In 1996, the IDB and the Multilateral Investment Fund approved 12 environmental and natural resources loans for a total of $815 million, up from $796 million a year earlier. In addition, the Bank approved 50 technical cooperations for a total of $27 million reflecting an emphasis on policy formulation, management and the design of institutional and legal frameworks. Environmental projects covered sanitation and sewerage, potable water, wastewater treatment and flood control in urban areas and three major sustainable natural resources management projects totaling $129 million in Colombia, Nicaragua, and the Peten region of Guatemala. Special emphasis has been given to poverty and social equity which are targeted to receive 40% of the Bank's lending. In 1996, the Bank approved 40 operations in the social area totaling $2.7 billion. As the composition of the Bank's lending shifted in response to the new mandates of the Eighth Replenishment, we found it necessary to design new approaches to ensure the environmental quality of Bank projects. For the past 15 years, the Bank's Environment Committee (CMA) reviewed IDB operations, classifying them for potential environmental impact and indicating measures to mitigate harm. In 1996, the CMA's scope was broadened to include the social impacts of IDB-financed projects, and its name was changed to the Committee on Environment and Social Impact (CESI). The new review process underscores the Bank's commitment to ensure that all future operations, not only address environmental issues and opportunities, but also take serious steps to assess, prevent, reduce and mitigate the adverse effects they might have on low-income people, women, indigenous communities, minorities and other vulnerable groups. The CESI provides a tool to address environmental and social issues at an early stage in the project preparation cycle, and thereby, offers an opportunity to shape the design and content of operations in order to enhance their social and environmental sustainability.
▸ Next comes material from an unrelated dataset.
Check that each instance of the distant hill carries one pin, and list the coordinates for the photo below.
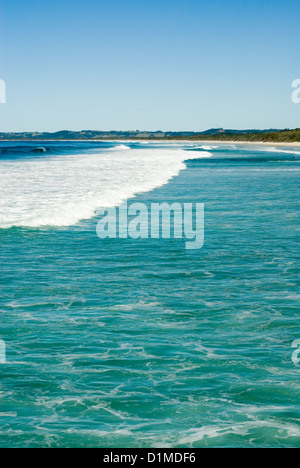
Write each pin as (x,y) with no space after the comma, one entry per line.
(270,135)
In tandem with a strengthened internal review, the Bank is identifying methodologies and strategies to guide the staff and borrowing countries in their efforts to address critical problems in environmental and natural resource management. Now we face the task of integrating the lessons of environmental assessment into our search for solutions to the critical problems of social equity and the reduction of poverty. To provide an orientation to future operations, the Environment Division of the Social Programs and Sustainable Development Department is preparing innovative strategies to be considered by the Bank's senior management and the Board of Executive Directors. The thrust of the new water resources management strategy, which is designed to help countries improve their ability to allocate and conserve water and reduce conflicts among uses, will be an integrated approach to problem solving, rather than the individual project procedure of the past. The strategy for coastal and marine resources, which represents a new focus for Bank activities, also aims at developing integrated programs to meet economic, social and environmental needs. A new strategy for rural development will call for linking programs with measures to conserve natural resources and the elimination of a negative bias toward the rural sector. These strategies, which are built upon Bank experience, broad consultation and an analysis of state-of-the-art concepts, will be implemented through Bank lending activities, technical assistance and broad outreach and dissemination efforts as the Bank engages the regional actors in a dialogue on these topics. The recently established Sustainable Markets for Sustainable Energy Program embodies this effort to bring new ideas and practices to the region in the form of pilot projects for energy efficient technologies and practices and sources of clean energy.
Through its lending program, strategies, technical assistance programs and outreach efforts, the IDB and its member countries are exploring the complex issues related to sustainable development. Drawing forth lessons and ideas to guide our common action is clearly a dynamic process of learning, testing, applying and exchanging knowledge and is one of the central roles for a regional institution such as the IDB.